A versão da gestante circulou em redes de mulheres que defendem o fim do crime de aborto e foi confirmada por outras ativistas. A Agência Brasil não conseguiu localizar outra grávida que estava em procedimento de aborto quando os médicos foram presos. Segundo a Polícia Civil, essa vai responder por aborto consentido, crime com pena máxima de 3 anos.

Na avaliação das ativistas do grupo Finadas do Aborto, que organizou a manifestação de hoje, a situação à qual a gestante foi submetida fez aumentar seu sofrimento. “Já é uma situação difícil quando a mulher decide abortar, ela vai para ilegalidade, para a clandestinidade, fica vulnerável, corre risco de morrer. Daí, a prisão, a exposição, a tortura, com a pressão [dos policiais] e a estigmatização, torna tudo isso muito pior. A abordagem criminal do aborto não é o caminho”, disse Laura Molinari Barreto, do Finadas do Aborto.

Para as ativistas, a única forma de reduzir as mortes de mulheres em decorrência do aborto, e a prática em si, é acabar com a tipificação como crime. “Uma brasileira morre a cada dois dias fazendo aborto por causa da ilegalidade. Defendemos que ela possa fazer esse procedimento de maneira segura, no serviço público, para que ela não morra”, disse Laura.

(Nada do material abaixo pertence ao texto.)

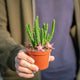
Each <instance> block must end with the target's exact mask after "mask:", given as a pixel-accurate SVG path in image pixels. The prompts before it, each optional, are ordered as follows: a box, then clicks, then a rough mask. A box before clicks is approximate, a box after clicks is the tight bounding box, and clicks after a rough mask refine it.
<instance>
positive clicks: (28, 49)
mask: <svg viewBox="0 0 80 80" xmlns="http://www.w3.org/2000/svg"><path fill="white" fill-rule="evenodd" d="M26 50H27V53H28V55H29V56H30V57H32V58H33V59H34V60H35V63H34V64H35V65H37V66H38V67H39V69H40V70H44V69H46V68H48V65H49V55H50V53H51V49H49V50H46V51H44V52H42V51H38V52H37V51H32V50H31V49H29V48H27V47H26Z"/></svg>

No ato na porta da 12º DP, as feministas levaram fotos de mulheres que morreram recorrendo ao procedimento ilegal no estado do Rio, como Jandira Magdalena dos Santos Cruz, de 27 anos. As ativistas penduraram cabides na instalação, em referências às mulheres que não têm condições de buscar uma clínica e usam objetos para furar o útero para dar fim à uma gestação indesejada.

No Brasil, segundo o documento Aborto e Saúde Pública no Brasil, de 2009, do Ministério da Saúde, a estimativa é de que 1.054.242 abortos foram induzidos em 2005, passando de terceira para a quinta causa de mortalidade materna, de 1990 a 2012. No Rio, o Comitê Estadual de Mortalidade Materna divulgou que 8% das mortes maternas são em decorrência do aborto.

Conselho

Segundo nota da assessoria de polícia à Agência Brasil, a prisão em flagrante dos médicos, um ginecologista e uma anestesista, é decorrência de investigação da 12º Delegacia de Polícia, que apurava denúncias sobre o funcionamento de uma clínica de aborto em Copacabana.

O Conselho Regional de Medicina do Rio de Janeiro (Cremerj) informou que abriu uma sindicância para apurar o envolvimento dos dois médicos da clínica, podendo, posteriormente, abrir processo ético-profissional para determinar sanções aos profissionais, que podem variar de advertência até a cassação do registro, o que impede que voltem a exercer a função. Não há prazo para o fim dos processos, segundo o conselho.

A Secretaria Municipal de Saúde do Rio de Janeiro confirmou que um dos médicos presos trabalhava em uma das unidades do órgão, mas sua atuação “fora da rede é de responsabilidade exclusiva de cada profissional”. O órgão aguardará a conclusão do processo do Cremerj para decidir sobre o futuro do médico.